# Notebook 04_infer_single_sample.ipynb

This notebook performs local inference on one or more real estate samples using a trained regression model. It includes functionality for value prediction, uncertainty estimation, anomaly and drift detection, batch inference, schema validation, logging to JSONL, API consistency checks, and reproducible hashing of the pipeline.

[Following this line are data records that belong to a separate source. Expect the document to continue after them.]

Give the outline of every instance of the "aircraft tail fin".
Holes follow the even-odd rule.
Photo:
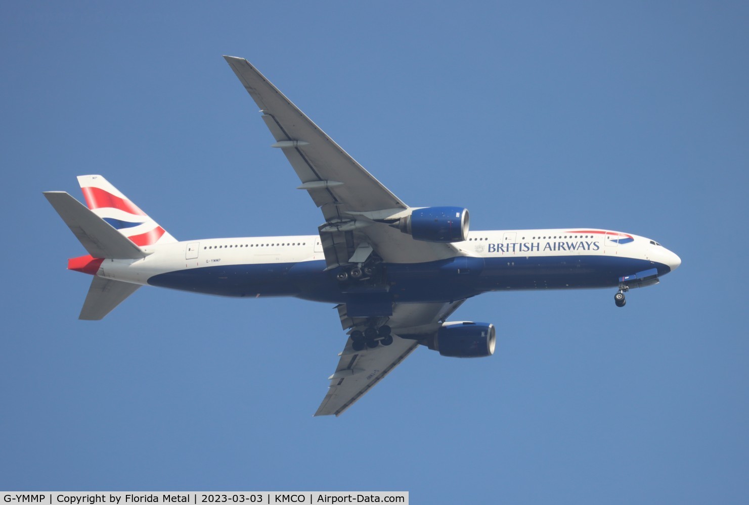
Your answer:
[[[44,196],[93,257],[91,259],[134,260],[148,256],[148,253],[65,192],[45,192]]]
[[[78,183],[88,208],[136,245],[177,242],[102,176],[80,175]]]
[[[94,276],[78,319],[98,321],[139,287],[139,284]]]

## **System Architecture Summary**

This notebook performs robust and traceable property value inference using a pre-trained ML pipeline. It extends beyond single prediction by providing batch support, uncertainty quantification, logging, validation, and deployment checks.

**Model Usage**
- Loads and applies trained LightGBM regressor
- Supports both single and batch inference

**Validation**
- Schema and range checks for inputs
- Output validated against strict schema

**Monitoring**
- Logs predictions and system metrics with timestamps
- Tracks latency, confidence bounds, and model version

**Robustness Tools**
- Sensitivity analysis
- Consistency checks with deployed APIs
- Model artifact hashing for audit integrity

This notebook is suitable for production-grade inference, model auditing, and API testing in real estate asset tokenization pipelines.

## 01. Imports & Paths

### Technical Overview
Initializes the environment by importing all required libraries and defining file paths for model, metadata, logs, and input samples.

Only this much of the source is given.